It’s 1997. Just as Times Square is getting the Disney treatment, a down-at-heels skip tracer agrees to look for a missing husband.
“I have no illusions left,” Henry Swann says, and it’s true that he certainly works hard at sounding world-weary. Swann doesn’t have an extensive client list, a midtown office or even a PI’s license. What he does have is a nice line of patter (“Some people will do anything for money. I am one of those people”) and an incongruously classy client with a boundless interest in her absent husband, even after he’s turned up dead in a hotel. The client is Sally Janus, and her husband is Harry Janus, an importer/exporter of antiquities who also—as Swann slowly realizes when the case takes him to Los Angeles, Acapulco and Berlin—goes by enough other names to fill a poker table.
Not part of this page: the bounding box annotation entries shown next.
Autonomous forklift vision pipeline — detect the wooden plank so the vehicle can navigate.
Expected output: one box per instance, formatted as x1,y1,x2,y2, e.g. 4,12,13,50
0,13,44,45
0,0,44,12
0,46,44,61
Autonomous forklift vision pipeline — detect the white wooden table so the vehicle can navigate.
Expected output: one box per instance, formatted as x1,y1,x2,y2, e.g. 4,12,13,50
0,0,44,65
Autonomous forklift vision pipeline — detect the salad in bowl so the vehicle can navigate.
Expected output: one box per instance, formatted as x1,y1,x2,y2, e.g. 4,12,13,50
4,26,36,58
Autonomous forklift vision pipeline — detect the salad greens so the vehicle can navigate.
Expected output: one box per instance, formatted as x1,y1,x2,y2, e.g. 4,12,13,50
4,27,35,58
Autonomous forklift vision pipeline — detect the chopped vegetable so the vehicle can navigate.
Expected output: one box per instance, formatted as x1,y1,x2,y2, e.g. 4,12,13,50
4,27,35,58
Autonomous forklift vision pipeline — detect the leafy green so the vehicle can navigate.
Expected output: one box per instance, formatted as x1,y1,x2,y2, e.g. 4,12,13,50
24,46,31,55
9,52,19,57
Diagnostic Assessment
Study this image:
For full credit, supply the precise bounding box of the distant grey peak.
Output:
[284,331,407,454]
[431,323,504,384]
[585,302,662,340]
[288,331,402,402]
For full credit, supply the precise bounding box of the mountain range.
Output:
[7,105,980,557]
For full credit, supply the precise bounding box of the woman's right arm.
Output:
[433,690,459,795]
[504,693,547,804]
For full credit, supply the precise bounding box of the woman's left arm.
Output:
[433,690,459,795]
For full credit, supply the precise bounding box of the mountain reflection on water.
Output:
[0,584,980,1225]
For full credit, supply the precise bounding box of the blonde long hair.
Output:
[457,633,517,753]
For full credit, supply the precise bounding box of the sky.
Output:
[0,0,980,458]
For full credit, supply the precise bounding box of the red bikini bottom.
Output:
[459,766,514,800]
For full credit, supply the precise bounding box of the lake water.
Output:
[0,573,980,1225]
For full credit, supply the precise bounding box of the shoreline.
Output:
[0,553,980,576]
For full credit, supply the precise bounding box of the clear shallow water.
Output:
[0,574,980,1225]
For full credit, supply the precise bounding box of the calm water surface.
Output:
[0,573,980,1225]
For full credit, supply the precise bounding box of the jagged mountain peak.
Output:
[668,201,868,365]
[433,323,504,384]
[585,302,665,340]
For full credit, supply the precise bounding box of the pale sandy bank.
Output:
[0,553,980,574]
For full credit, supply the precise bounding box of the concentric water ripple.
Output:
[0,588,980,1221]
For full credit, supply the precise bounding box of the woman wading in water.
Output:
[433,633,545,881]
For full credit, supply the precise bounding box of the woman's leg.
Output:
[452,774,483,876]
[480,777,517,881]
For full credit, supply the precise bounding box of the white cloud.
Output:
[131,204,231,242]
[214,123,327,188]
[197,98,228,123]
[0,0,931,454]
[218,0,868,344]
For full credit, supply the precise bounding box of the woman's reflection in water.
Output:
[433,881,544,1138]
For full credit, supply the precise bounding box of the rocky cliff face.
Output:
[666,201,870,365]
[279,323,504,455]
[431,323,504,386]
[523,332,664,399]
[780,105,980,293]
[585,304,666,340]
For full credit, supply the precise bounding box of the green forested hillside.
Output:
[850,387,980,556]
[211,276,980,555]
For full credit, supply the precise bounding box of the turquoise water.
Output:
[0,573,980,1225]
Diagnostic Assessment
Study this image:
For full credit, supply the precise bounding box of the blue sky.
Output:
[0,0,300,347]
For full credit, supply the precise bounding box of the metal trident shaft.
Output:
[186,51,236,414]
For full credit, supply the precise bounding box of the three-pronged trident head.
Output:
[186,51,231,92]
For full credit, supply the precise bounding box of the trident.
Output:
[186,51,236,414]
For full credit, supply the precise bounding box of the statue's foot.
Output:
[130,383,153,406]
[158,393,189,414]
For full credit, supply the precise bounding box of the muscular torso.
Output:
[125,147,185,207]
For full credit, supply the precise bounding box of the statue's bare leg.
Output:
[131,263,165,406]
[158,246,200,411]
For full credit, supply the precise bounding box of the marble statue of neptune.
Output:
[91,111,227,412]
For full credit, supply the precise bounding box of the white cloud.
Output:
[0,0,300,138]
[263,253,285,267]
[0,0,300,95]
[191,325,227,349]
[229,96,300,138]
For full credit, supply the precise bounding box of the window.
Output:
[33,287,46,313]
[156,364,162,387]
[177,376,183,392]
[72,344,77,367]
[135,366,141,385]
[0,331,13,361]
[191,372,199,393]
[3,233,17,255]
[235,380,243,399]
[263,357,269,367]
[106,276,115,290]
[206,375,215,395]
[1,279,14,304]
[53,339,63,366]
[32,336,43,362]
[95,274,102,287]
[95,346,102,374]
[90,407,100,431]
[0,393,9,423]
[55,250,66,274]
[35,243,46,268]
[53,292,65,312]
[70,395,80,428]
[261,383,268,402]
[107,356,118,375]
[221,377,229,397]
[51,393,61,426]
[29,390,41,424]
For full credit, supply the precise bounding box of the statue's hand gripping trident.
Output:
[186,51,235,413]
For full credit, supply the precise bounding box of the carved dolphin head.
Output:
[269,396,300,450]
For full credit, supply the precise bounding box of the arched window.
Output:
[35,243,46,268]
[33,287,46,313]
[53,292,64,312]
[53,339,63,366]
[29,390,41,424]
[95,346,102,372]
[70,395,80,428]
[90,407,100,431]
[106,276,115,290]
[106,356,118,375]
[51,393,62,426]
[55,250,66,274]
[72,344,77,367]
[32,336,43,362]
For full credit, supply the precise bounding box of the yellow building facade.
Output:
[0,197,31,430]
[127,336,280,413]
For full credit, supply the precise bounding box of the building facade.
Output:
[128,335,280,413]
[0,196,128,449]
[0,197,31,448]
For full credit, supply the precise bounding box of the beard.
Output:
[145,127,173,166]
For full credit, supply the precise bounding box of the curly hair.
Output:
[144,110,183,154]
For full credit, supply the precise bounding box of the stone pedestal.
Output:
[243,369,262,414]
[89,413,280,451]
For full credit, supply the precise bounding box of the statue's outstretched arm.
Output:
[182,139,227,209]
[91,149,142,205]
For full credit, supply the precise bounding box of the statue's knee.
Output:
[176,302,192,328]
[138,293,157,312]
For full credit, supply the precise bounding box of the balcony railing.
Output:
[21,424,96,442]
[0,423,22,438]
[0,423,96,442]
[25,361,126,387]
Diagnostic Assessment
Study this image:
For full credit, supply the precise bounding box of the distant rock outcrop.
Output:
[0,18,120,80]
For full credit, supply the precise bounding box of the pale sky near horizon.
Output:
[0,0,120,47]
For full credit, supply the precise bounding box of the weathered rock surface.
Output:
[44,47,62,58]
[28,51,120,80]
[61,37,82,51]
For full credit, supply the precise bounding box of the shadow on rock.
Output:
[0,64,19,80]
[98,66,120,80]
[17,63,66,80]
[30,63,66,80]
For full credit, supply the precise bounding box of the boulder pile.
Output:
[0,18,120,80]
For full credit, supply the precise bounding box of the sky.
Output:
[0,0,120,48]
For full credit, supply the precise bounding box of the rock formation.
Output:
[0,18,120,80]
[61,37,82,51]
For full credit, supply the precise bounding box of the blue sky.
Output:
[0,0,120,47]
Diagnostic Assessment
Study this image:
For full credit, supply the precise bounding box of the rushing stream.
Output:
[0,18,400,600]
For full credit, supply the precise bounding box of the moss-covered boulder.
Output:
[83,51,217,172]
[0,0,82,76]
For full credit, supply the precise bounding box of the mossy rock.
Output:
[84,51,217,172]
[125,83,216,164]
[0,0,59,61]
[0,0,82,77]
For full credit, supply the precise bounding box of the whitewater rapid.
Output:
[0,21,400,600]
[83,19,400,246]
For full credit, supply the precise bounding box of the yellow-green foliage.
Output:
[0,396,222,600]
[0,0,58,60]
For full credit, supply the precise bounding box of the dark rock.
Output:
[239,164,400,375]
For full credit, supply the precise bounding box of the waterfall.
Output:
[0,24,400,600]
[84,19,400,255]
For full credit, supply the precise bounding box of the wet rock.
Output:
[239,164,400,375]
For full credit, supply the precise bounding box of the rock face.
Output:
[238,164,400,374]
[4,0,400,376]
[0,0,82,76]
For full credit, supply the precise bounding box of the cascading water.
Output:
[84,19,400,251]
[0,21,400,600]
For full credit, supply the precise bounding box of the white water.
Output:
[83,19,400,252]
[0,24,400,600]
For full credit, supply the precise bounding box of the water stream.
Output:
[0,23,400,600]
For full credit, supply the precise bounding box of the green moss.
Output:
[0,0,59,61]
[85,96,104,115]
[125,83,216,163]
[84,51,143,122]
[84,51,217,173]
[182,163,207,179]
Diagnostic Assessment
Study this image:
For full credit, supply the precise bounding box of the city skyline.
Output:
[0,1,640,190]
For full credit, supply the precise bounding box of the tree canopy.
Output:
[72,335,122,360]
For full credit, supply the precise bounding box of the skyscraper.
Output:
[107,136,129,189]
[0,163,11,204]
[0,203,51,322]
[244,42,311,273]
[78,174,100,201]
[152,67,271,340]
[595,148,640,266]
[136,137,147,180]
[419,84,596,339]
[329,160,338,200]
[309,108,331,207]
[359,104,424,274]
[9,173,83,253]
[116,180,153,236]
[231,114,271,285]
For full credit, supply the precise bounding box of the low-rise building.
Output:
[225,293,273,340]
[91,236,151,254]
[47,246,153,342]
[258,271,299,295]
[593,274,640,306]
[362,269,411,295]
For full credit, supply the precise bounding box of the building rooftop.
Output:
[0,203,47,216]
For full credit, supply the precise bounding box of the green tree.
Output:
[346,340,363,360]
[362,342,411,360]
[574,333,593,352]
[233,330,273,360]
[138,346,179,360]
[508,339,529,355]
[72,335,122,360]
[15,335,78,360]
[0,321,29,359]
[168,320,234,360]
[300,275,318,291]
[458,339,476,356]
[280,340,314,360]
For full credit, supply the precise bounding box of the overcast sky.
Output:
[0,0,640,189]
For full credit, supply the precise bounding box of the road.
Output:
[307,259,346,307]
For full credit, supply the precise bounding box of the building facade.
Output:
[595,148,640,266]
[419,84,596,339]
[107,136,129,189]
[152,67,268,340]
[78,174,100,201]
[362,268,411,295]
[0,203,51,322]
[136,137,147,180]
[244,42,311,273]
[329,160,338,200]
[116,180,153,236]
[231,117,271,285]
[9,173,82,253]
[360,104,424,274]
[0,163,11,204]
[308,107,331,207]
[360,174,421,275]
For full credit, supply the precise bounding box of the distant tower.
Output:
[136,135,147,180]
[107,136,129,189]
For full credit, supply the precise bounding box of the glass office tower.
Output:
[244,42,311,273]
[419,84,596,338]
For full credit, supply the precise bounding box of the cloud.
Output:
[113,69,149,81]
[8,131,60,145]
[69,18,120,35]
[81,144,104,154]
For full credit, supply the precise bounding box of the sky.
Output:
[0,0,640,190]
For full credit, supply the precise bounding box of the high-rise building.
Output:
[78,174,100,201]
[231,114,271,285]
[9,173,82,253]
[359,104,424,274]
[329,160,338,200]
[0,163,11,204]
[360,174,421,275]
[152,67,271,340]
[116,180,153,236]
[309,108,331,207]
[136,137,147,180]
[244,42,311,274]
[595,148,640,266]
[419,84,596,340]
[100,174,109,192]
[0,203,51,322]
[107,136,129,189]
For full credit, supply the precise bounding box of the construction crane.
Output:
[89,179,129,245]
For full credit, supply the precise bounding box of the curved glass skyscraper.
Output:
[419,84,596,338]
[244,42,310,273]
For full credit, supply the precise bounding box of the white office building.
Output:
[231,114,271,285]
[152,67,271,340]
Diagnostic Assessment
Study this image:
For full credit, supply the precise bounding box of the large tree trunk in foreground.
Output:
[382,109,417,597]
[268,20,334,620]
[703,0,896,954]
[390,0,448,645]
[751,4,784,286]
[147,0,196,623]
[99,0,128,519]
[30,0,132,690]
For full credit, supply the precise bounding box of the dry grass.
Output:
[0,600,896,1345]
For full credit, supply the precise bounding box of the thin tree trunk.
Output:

Debut novelist Salzburg, who roughs out his scenes with amusingly primitive strokes, creates a strikingly self-serious voice and plot for his hero, as if nobody had ever thought of writing a story about a private eye investigating a mystery man, even though key parts of the story will sound familiar to movie fans who’ve seen The Maltese Falcon, Charade or Confidential Report.
“What’s lost is best forgotten,” Swann muses at the outset of his adventures—a motto perhaps more accurate than he knows.